Unter den Reben liegt Kalkstein, jenes helle Gestein, das der Champagne ihre Spannung gibt: Es speichert Wasser, gibt es dosiert zurück und hält die Säure aufrecht, selbst in warmen Jahren. Der Grundwein bleibt im Edelstahl, damit nichts von der Frucht verloren geht; kein Holz legt sich dazwischen. Vier Jahre lässt sich die Flasche noch fortlegen.

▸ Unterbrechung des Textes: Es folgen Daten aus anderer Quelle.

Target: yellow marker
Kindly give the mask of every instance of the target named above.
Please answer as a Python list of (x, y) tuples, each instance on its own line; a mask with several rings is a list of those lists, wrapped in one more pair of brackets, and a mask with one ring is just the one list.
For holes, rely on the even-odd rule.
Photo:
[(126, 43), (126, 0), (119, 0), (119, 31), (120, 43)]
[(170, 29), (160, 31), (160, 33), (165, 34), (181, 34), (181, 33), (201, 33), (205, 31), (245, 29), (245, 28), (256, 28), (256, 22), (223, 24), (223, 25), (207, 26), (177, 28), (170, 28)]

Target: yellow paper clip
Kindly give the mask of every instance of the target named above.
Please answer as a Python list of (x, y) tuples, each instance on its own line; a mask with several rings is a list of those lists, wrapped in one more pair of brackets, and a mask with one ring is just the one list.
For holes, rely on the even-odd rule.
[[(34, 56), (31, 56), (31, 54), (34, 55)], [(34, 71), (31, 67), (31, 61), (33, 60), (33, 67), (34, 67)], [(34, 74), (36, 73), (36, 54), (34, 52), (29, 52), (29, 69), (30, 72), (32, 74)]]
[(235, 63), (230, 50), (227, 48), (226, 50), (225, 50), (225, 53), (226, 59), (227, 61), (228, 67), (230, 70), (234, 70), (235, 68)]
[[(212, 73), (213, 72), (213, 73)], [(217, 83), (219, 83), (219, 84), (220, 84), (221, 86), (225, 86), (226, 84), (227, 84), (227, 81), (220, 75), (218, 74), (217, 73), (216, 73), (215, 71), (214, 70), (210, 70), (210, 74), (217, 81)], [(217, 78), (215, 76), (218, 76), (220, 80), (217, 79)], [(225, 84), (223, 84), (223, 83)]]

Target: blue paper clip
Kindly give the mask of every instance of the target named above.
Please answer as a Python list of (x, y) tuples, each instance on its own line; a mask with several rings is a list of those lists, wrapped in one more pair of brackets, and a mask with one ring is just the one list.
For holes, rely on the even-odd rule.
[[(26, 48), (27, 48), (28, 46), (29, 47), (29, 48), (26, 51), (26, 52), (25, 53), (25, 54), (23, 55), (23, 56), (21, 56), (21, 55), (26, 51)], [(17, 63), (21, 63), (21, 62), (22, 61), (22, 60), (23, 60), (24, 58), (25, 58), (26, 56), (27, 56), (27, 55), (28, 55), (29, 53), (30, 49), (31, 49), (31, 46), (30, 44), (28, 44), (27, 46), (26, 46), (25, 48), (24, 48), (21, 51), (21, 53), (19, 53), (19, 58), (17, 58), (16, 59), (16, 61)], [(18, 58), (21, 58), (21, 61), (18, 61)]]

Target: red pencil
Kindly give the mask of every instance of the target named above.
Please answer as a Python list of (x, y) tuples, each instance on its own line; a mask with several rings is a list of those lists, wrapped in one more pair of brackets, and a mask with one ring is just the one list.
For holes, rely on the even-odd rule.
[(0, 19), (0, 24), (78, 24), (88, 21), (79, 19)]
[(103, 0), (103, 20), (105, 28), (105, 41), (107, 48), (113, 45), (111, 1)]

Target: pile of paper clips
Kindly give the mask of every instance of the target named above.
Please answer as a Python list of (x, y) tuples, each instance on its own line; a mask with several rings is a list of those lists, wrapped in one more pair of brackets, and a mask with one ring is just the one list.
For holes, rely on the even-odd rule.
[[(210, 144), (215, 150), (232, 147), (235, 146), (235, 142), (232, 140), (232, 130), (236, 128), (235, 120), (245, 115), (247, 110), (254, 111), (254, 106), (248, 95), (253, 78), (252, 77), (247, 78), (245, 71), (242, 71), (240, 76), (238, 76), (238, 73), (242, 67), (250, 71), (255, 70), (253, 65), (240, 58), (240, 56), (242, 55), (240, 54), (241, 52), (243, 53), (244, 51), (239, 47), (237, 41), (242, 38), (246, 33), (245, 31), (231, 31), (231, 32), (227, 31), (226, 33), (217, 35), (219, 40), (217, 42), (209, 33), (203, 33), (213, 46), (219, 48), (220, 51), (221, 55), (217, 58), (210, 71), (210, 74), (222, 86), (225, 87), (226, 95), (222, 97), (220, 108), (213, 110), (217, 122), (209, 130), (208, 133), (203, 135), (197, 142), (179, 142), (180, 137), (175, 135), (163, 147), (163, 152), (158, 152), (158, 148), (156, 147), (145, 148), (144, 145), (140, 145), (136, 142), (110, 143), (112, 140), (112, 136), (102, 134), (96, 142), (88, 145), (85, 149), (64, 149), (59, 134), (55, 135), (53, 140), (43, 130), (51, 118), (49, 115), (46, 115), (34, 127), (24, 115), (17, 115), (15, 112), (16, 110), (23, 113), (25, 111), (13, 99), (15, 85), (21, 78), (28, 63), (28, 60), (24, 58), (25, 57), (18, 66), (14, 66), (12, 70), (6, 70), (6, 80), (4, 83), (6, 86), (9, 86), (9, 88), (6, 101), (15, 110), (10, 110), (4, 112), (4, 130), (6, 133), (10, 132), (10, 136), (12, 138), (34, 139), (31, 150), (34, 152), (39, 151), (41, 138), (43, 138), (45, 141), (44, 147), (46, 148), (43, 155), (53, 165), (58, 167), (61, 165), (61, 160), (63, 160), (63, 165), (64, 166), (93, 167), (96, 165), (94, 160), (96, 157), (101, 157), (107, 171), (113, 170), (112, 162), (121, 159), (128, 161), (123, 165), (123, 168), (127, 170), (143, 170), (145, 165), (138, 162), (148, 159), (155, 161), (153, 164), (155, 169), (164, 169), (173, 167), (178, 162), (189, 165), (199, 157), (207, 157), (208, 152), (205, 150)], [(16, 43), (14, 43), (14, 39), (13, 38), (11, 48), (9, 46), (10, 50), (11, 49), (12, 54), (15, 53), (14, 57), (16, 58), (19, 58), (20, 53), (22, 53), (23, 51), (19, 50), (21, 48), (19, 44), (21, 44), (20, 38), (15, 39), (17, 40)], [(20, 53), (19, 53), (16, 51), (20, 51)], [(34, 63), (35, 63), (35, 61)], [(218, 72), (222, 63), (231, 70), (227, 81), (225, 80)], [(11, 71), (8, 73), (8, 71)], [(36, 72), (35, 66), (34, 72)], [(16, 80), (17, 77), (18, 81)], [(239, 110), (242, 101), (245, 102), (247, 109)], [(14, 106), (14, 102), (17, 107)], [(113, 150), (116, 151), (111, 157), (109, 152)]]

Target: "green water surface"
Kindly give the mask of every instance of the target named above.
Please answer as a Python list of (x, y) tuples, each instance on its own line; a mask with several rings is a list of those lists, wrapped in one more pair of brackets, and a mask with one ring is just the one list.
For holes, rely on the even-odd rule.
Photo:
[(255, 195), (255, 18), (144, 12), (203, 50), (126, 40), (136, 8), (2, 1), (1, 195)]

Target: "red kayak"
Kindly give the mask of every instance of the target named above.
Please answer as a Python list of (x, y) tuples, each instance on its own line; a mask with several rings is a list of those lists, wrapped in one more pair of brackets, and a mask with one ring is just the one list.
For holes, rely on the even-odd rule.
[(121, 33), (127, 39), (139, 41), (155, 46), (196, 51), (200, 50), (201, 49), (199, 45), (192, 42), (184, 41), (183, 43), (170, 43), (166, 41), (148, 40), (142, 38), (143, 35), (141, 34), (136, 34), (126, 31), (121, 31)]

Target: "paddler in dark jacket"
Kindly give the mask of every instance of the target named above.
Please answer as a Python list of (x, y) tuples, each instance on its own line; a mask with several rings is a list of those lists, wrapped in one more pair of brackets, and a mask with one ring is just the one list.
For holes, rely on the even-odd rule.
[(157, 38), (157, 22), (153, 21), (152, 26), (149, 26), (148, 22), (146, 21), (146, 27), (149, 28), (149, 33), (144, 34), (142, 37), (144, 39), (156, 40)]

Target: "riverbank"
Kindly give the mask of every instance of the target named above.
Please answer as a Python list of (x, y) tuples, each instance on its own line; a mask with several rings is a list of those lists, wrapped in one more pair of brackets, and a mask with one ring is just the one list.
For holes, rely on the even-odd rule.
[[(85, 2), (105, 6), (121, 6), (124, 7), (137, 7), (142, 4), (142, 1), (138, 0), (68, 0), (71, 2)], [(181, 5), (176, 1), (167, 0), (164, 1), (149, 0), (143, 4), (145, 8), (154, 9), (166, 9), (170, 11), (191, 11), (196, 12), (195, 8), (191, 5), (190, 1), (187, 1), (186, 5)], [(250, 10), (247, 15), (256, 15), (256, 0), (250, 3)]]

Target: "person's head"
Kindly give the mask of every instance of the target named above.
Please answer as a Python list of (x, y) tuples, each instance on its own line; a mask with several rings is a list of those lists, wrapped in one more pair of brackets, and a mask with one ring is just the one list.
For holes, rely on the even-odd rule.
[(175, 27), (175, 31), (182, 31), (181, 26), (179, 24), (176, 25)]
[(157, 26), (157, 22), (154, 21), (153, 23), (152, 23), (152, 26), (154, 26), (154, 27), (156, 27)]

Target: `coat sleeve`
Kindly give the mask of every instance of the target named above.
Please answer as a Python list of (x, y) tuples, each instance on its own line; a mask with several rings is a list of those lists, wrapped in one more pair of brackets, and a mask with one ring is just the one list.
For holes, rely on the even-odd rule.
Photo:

Im Glas funkelndes Gelb. Die Nase setzt bei feiner Zitrusschale an, darüber legt sich ein blumiger Zug, darunter liegt grüne, kaum reife Frucht. Am Gaumen bleibt er schlank und aufrecht; die knappe Dosage von 5,8 Gramm stellt ihn in die Stufe extra brut. Der Abgang trägt eine angenehm feine Perlage und klingt mit einem kühlen Minzton aus. Zwölf Prozent, serviert bei sechs bis acht Grad.
Als Auftakt eines Abends ist er am richtigen Platz, und weil es eine halbe Flasche ist, auch ohne großen Anlass. Zu Krustentieren passt er ausgezeichnet, ebenso zu kalt serviertem Heilbutt oder Lachs.